Table and index sizes
These are the sizes from pg_index_sizes, pg_relation_size and pg_total_relation_size. I suspect that the improvements (size reduction) in recent Postgres versions don't reproduce here because the workload is insert only.
Legend
* all sizes are in MB unless indicated with G (for GB)
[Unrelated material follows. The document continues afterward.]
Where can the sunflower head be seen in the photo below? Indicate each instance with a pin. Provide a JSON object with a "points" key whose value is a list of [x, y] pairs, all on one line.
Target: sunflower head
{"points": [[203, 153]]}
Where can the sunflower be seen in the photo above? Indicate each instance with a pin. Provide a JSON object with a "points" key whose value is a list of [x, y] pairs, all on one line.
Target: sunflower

* index is value from pg_index_sizes
* rel is value from pg_relation_size
* total is value from pg_total_relation_size
l.i0 - after load in PK order without secondary indexes
version index rel total
12.11 428 1531 1959
13.7 428 1531 1959
14.3 428 1531 1959
15b1 428 1531 1959
l.x - after create 3 secondary indexes
version index rel total
12.11 2243 1538 3782
13.7 2243 1538 3782
14.3 2243 1538 3782
15b1 2243 1538 3782
l.i1 - after load more data with 3 secondary indexes to maintain
version index rel total
12.11 5299 3069 8368
13.7 5308 3069 8378
14.3 5308 3069 8378
15b1 5308 3069 8378
q3.1000 - at the end of the read+write steps
version index rel total
12.11 8338 3951 12G
13.7 8333 3950 12G
14.3 8333 3950 12G
15b1 8333 3950 12G
IO-bound workload
The reports are here for ibench without and with prepared statements used for queries. Next is a report for prepared statements and a patch for 15b1 (I call it 15b1p1) that fixes a CPU regression.
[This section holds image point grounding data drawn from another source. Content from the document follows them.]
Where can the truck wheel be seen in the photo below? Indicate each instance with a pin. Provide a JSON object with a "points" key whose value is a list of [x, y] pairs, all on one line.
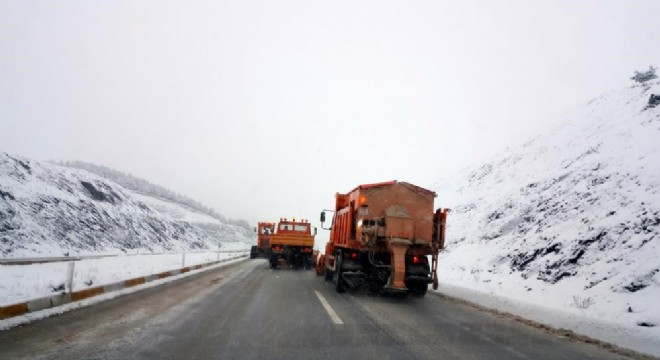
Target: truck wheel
{"points": [[419, 290], [307, 259], [338, 278]]}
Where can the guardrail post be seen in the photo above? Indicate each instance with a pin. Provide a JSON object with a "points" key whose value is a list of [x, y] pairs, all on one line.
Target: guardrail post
{"points": [[69, 277]]}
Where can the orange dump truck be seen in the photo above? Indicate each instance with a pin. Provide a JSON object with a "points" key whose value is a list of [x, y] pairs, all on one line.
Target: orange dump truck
{"points": [[264, 231], [381, 236], [292, 244]]}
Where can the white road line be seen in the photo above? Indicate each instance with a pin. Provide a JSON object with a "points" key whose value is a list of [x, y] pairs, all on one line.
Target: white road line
{"points": [[331, 312]]}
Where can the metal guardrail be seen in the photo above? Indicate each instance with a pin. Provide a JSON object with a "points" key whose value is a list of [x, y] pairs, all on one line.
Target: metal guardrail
{"points": [[43, 260]]}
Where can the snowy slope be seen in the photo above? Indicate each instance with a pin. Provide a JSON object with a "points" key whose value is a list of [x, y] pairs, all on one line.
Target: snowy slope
{"points": [[49, 210], [212, 226], [571, 219]]}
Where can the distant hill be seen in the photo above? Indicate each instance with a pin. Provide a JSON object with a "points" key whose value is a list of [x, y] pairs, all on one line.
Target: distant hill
{"points": [[571, 219], [143, 186], [47, 210]]}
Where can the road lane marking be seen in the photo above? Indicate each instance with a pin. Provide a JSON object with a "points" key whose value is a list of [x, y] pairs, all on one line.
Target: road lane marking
{"points": [[331, 312]]}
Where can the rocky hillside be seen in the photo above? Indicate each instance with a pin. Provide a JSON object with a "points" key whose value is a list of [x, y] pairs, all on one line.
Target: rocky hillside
{"points": [[570, 219], [49, 210]]}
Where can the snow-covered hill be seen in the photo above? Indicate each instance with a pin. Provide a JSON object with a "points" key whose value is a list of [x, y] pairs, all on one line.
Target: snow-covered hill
{"points": [[49, 210], [571, 219]]}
Postgres query throughput improves by ~1.5X when prepared statements are used for queries. Prepared statements are not yet used for inserts because I need to debug CPU perf issues on the ibench client. I still need to figure out why more IO isn't done per query for this workload given that it is IO bound and index indexes are much larger than memory.
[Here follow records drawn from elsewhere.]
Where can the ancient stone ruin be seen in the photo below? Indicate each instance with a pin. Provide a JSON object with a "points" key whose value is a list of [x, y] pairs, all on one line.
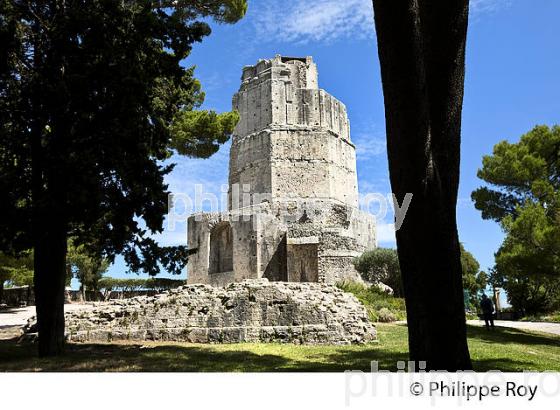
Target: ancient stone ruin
{"points": [[293, 199], [250, 311]]}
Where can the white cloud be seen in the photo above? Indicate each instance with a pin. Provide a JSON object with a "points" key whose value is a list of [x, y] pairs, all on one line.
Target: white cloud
{"points": [[368, 146], [302, 21], [322, 20], [386, 233]]}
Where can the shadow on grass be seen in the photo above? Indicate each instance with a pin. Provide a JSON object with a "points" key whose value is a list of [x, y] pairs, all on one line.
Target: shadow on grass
{"points": [[197, 358], [507, 335]]}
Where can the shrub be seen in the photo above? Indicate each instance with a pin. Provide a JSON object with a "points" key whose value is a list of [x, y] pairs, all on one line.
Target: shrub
{"points": [[381, 306]]}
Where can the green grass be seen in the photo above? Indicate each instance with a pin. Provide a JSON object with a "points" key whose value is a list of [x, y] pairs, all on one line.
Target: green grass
{"points": [[548, 317], [381, 306], [503, 349]]}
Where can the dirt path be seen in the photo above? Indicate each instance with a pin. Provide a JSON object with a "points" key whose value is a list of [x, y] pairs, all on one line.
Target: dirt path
{"points": [[546, 327]]}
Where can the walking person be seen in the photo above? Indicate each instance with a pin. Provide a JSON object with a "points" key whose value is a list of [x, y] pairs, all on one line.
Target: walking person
{"points": [[487, 311]]}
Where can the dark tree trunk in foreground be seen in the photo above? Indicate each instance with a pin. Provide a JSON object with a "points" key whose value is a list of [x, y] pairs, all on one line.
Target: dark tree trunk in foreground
{"points": [[49, 279], [422, 54]]}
I don't think the IO-bound report needs additional analysis as the regression for l.i0 is analyzed above. I also have a benchmark report here for Postgres versions 14.0, 14.1, 14.2 and 14.3. There is little change across them so any regressions from 13.7 to 14.3 are likely in 13.7 to 14.0.
Table and index sizes
These are the sizes from pg_index_sizes, pg_relation_size and pg_total_relation_size. I suspect that the improvements (size reduction) in recent Postgres versions don't reproduce here because the workload is insert only.
Legend
* all sizes are in GB
* index is value from pg_index_sizes
* rel is value from pg_relation_size
* total is value from pg_total_relation_size
l.i0 - after load in PK order without secondary indexes
version index rel total
12.11 10 37 48
13.7 10 37 48
14.3 10 37 48
15b1 10 37 48
l.x - after create 3 secondary indexes
version index rel total
12.11 55 37 92
13.7 55 37 92
14.3 55 37 92
15b1 55 37 92
l.i1 - after load more data with 3 secondary indexes to maintain
version index rel total
12.11 55 38 94
13.7 55 38 94
14.3 55 38 94
15b1 55 38 94
q3.1000 - at the end of the read+write steps
version index rel total
12.11 57 39 96
13.7 57 39 96
14.3 57 39 96
15b1 57 39 96
Debugging the regression
This section has details from trying to debug the regression while I collaborate with a few experts from the Postgres community. For the regression in the l.i1 benchmark step (load in PK order with 3 secondary indexes) on the IO-bound workload there is:
- ~7% increase in KB written per insert(wkbpi)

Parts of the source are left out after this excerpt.